Public toilets

Over 22,000 users unwittingly agreed to clean public toilets when they connected to free WiFi hotspots at various UK establishments.

This was both a prank and experiment orchestrated by UK-based WiFi hotspot provider Purple. The experiment was to show that people rarely read privacy policies or terms & conditions, and usually agree to everything you put in front of them.

Only one person noticed the quirky clauses

Purple ran the experiment for two weeks and had set up a prize for anyone who noticed the hidden clauses in the terms and conditions that users agree to before connecting to its public WiFi hotspots. Only one person noticed out of over 22,000.

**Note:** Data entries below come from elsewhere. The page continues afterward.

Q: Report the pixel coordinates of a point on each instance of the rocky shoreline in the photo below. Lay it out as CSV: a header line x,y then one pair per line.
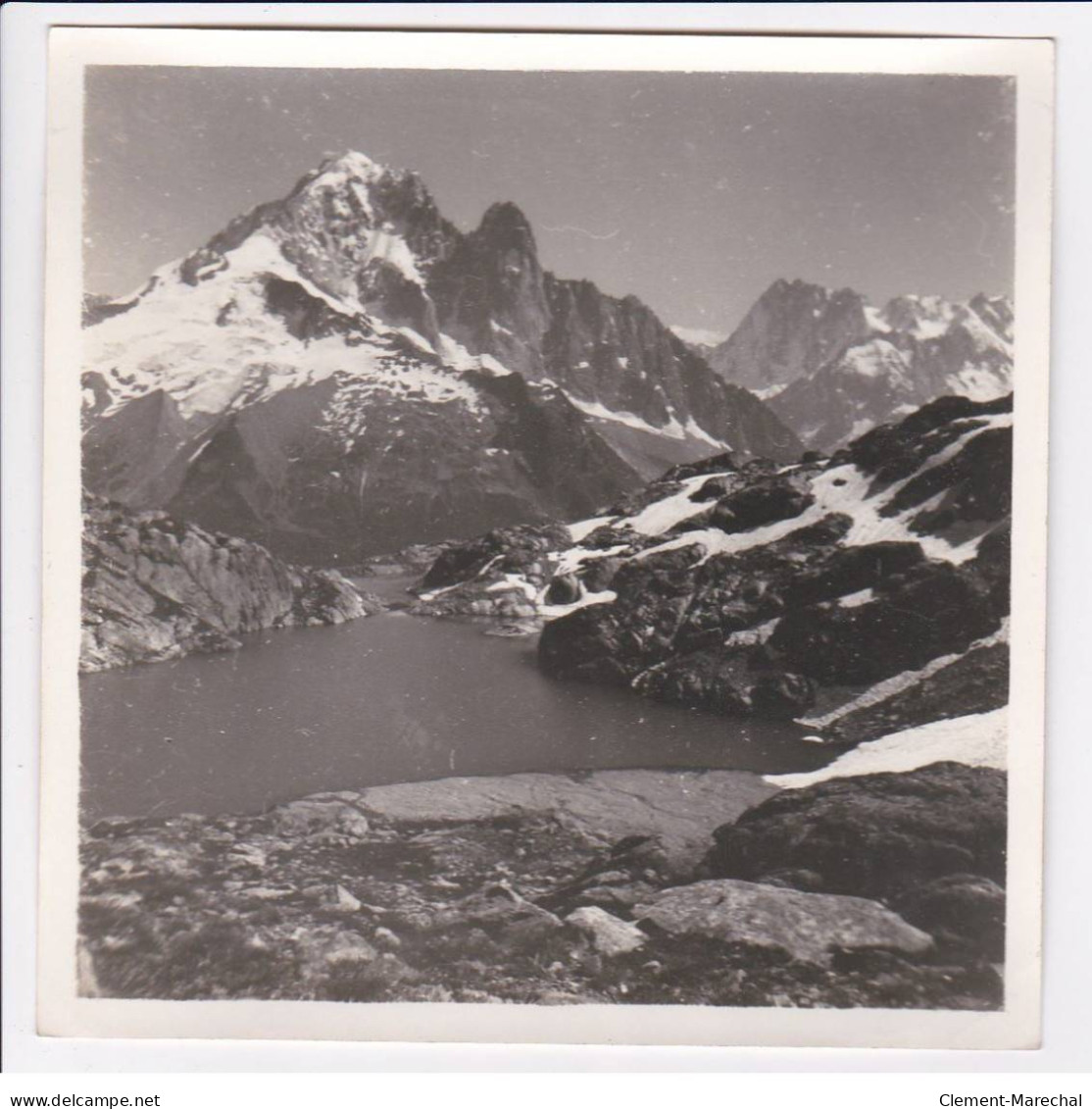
x,y
615,886
155,587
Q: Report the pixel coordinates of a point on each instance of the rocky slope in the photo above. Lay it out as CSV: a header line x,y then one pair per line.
x,y
863,593
343,373
553,889
832,366
157,589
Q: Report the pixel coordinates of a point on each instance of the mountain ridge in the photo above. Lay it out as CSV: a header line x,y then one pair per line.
x,y
831,365
313,341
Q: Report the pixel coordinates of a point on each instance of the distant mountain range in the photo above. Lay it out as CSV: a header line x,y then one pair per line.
x,y
832,366
344,372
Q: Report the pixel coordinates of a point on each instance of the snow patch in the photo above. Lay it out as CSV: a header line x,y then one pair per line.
x,y
979,739
583,528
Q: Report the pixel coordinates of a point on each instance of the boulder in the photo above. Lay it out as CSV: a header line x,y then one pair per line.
x,y
873,835
765,501
502,914
564,590
323,812
962,909
607,933
810,928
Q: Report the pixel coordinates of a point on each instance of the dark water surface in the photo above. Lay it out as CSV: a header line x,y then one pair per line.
x,y
391,697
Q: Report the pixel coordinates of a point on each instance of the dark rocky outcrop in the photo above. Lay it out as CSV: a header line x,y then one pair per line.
x,y
962,911
812,615
158,589
876,835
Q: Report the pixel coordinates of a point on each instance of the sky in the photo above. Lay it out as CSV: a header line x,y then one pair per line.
x,y
692,191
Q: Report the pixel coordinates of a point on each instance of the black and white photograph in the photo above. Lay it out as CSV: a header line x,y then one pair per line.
x,y
546,538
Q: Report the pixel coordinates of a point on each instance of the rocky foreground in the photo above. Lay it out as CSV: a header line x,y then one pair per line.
x,y
155,587
620,886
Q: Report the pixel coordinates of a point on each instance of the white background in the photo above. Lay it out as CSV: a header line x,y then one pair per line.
x,y
1067,950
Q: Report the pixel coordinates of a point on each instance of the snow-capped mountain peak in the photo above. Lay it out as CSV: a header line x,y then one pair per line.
x,y
831,365
344,371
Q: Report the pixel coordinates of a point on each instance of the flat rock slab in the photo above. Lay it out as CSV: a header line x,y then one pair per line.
x,y
679,807
807,926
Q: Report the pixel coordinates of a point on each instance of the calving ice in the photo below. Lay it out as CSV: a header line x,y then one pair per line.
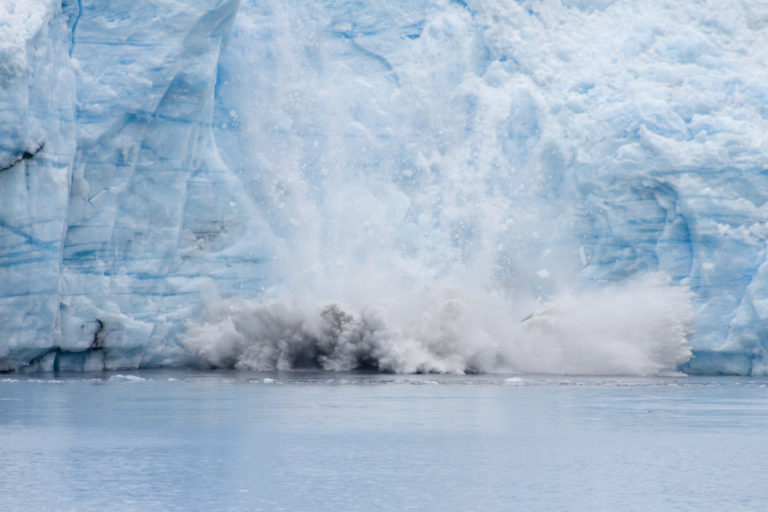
x,y
571,186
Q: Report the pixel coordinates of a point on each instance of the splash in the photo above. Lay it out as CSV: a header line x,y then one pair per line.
x,y
636,328
421,202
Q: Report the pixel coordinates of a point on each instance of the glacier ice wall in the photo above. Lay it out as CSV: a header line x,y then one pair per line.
x,y
208,180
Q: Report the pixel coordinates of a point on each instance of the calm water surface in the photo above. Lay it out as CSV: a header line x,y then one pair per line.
x,y
184,441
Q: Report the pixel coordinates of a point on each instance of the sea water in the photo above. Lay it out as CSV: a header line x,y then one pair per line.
x,y
316,441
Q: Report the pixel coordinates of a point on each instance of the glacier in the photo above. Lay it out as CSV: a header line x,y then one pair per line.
x,y
568,186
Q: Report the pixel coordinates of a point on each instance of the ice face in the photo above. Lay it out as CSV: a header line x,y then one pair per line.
x,y
186,184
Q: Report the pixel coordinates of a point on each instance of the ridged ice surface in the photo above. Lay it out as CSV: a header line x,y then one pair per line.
x,y
563,186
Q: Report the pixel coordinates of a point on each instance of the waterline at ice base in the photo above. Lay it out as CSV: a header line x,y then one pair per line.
x,y
566,186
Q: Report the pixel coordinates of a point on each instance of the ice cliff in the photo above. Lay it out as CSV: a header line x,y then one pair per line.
x,y
555,186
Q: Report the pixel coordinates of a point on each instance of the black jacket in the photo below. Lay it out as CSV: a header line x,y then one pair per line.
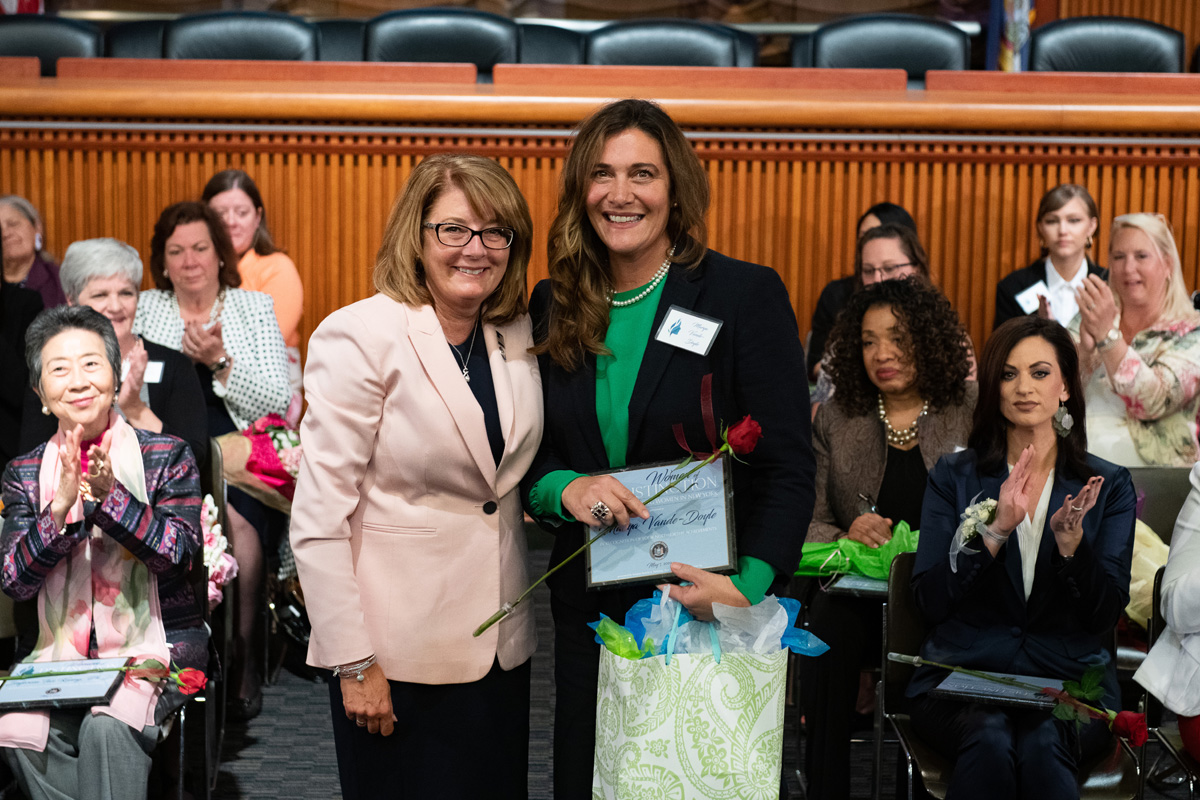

Below are the clauses that Purple hid in its terms & conditions:

    Cleansing local parks of animal waste
    Providing hugs to stray cats and dogs
    Manually relieving sewer blockages
    Cleaning portable lavatories at local festivals and events
    Painting snail shells to brighten up their existence
    Scraping chewing gum off the streets

It was only a media stunt

Purple said it does not plan to enforce any of the clauses, as this was only a media stunt to announce that they have become the first UK-based GDPR-compliant WiFi provider.

The EU's GDPR (General Data Protection Regulation) is a new European law that will come into effect on May 25, 2018. The GDPR adds many provisions that protect user privacy and consumer rights for citizens of EU member states.

Some of the GDPR clauses include provisions that companies active in the EU must obtain "unambiguous consent" from users before collecting any personal data that will be used for marketing purpose.

Furthermore, the GDPR also dictates that companies that collect this data must provide means for users to review it at any time, and even withdraw their consent. The company must then remove the user's data.